EUGYPPIUS
Faeser also wants to go after your bank account:
We must also uncover the financial links in right-wing extremist networks, in order to deprive them of their income. This is the principle of ‘follow the money.’ Operationally, we have significantly strengthened financial investigations at the Federal Office for the Protection of the Constitution. Banks are already being sensitised. Financial structures are being analysed in detail, but we are coming up against legal limits. At present, financial investigations are limited to incitement to hatred and violence. That is not enough. I therefore want to amend the law to ensure that the potential threat is taken into account. This involves other factors such as potential for action and social influence. We also need to make procedures faster and less bureaucratic. No one who donates to a right-wing extremist organisation should be able to rely on remaining undetected.

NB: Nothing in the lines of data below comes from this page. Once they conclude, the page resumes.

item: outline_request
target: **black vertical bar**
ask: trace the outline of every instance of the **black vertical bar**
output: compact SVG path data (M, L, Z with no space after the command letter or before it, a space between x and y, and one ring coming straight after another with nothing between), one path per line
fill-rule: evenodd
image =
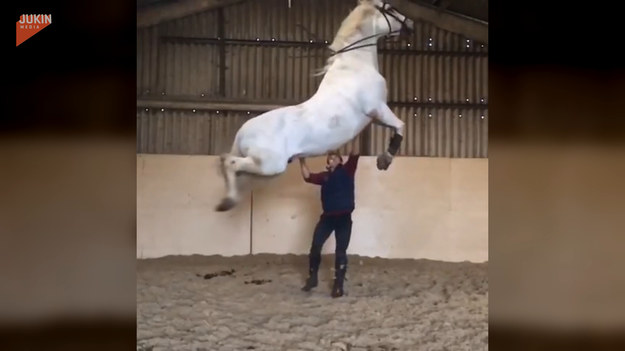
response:
M219 40L219 96L226 96L226 21L224 8L217 9L217 37Z
M250 255L252 255L252 231L254 230L254 192L250 193Z

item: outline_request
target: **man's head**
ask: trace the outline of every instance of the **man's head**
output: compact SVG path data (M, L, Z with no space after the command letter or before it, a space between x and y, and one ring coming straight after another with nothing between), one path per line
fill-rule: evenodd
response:
M336 166L343 163L343 159L341 158L341 154L338 151L330 151L328 152L328 156L326 157L326 169L328 171L334 171Z

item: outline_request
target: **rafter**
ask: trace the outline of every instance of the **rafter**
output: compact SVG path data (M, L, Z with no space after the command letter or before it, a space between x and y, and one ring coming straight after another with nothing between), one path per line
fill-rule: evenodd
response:
M244 0L183 0L155 5L139 10L137 13L137 27L153 26L164 21L236 4L242 1Z
M444 9L420 5L409 0L389 0L389 3L413 20L429 22L446 31L488 44L488 22L454 14Z

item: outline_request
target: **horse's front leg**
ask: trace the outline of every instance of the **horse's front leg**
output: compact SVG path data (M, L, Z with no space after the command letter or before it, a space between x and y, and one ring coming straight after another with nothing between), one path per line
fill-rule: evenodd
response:
M393 128L394 133L391 140L388 143L388 148L385 152L378 155L377 166L379 170L387 170L393 162L393 157L399 151L401 142L404 139L404 122L399 119L393 111L386 104L382 104L375 113L377 121L389 128Z

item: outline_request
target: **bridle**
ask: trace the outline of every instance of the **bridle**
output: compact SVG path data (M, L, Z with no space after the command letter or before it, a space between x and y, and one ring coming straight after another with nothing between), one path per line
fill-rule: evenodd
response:
M408 19L408 17L404 16L403 20L399 19L399 17L397 17L397 15L395 15L392 12L392 10L394 10L394 8L393 8L393 6L391 6L391 4L389 4L387 2L384 2L384 3L382 3L382 6L378 6L378 5L374 5L374 6L375 6L375 8L378 11L380 11L380 13L382 14L382 17L384 17L384 19L386 20L386 24L388 24L388 31L389 32L387 34L376 33L376 34L369 35L369 36L366 36L364 38L361 38L359 40L356 40L355 42L345 46L344 48L342 48L340 50L333 51L330 56L338 55L340 53L351 51L351 50L365 48L365 47L368 47L368 46L377 45L377 40L376 40L376 42L371 43L371 44L363 44L363 45L354 46L354 45L356 45L358 43L361 43L361 42L363 42L365 40L369 40L371 38L376 38L377 39L377 38L379 38L381 36L385 36L385 37L389 38L391 35L393 35L395 33L410 33L411 32L410 28L408 28L408 25L406 25L406 20ZM398 30L391 31L391 21L389 21L387 16L391 16L395 20L397 20L397 22L401 23L401 27Z

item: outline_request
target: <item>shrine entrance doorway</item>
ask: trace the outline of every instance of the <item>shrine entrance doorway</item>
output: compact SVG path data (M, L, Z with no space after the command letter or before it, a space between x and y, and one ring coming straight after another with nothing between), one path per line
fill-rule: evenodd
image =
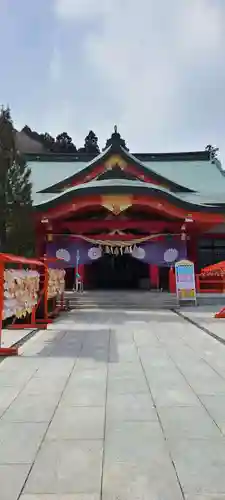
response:
M90 288L137 290L148 288L149 266L129 254L104 254L89 267Z

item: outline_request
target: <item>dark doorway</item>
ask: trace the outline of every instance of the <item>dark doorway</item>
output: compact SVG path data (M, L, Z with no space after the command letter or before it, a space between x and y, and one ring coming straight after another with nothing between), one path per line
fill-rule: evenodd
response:
M149 288L148 264L129 254L105 254L89 266L91 288L131 290Z
M165 292L169 290L169 267L159 268L159 288Z
M66 288L66 290L72 290L74 288L74 284L75 284L74 267L68 267L67 269L65 269L65 271L66 271L65 288Z

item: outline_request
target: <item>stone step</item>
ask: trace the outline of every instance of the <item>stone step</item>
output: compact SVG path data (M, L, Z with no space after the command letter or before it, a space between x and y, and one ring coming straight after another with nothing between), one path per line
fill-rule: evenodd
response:
M72 309L172 309L177 306L175 295L159 292L66 292Z

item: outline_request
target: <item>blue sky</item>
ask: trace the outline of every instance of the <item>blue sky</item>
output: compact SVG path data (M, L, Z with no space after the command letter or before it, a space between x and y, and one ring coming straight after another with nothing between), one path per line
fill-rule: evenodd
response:
M132 151L220 148L224 0L0 0L0 103L18 128Z

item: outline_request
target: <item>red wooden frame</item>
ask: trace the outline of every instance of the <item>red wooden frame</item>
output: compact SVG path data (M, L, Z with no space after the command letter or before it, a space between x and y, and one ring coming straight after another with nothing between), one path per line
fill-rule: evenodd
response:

Faeser wants to change the law so that her Ministry can financially harass not only people who are suspected of “incitement to hatred and violence,” but also political opponents who merely exercise undue “social influence.” If you donate to an organisation that Faeser doesn’t like, she wants to publish your name and make you a target for state-affiliated paramilitary groups like Antifa. There is accordingly a great hue and cry from SPD and Green politicians to adopt their “Democracy Promotion Law,” which Renate Künast explicitly hopes will steer more funding to “Antifa groups” and other left-wing NGOs, many of which are heavily involved in ideological enforcement on behalf of the state.
Faeser is also angry that the political opposition can travel:
We are just as determined to restrict the international networking of right-wing extremists. Right-wing extremist hatred must neither be exported out of Germany nor imported into Germany. That is why we are working together with the relevant state authorities to prevent right-wing extremists from travelling in and out of the country as far as possible.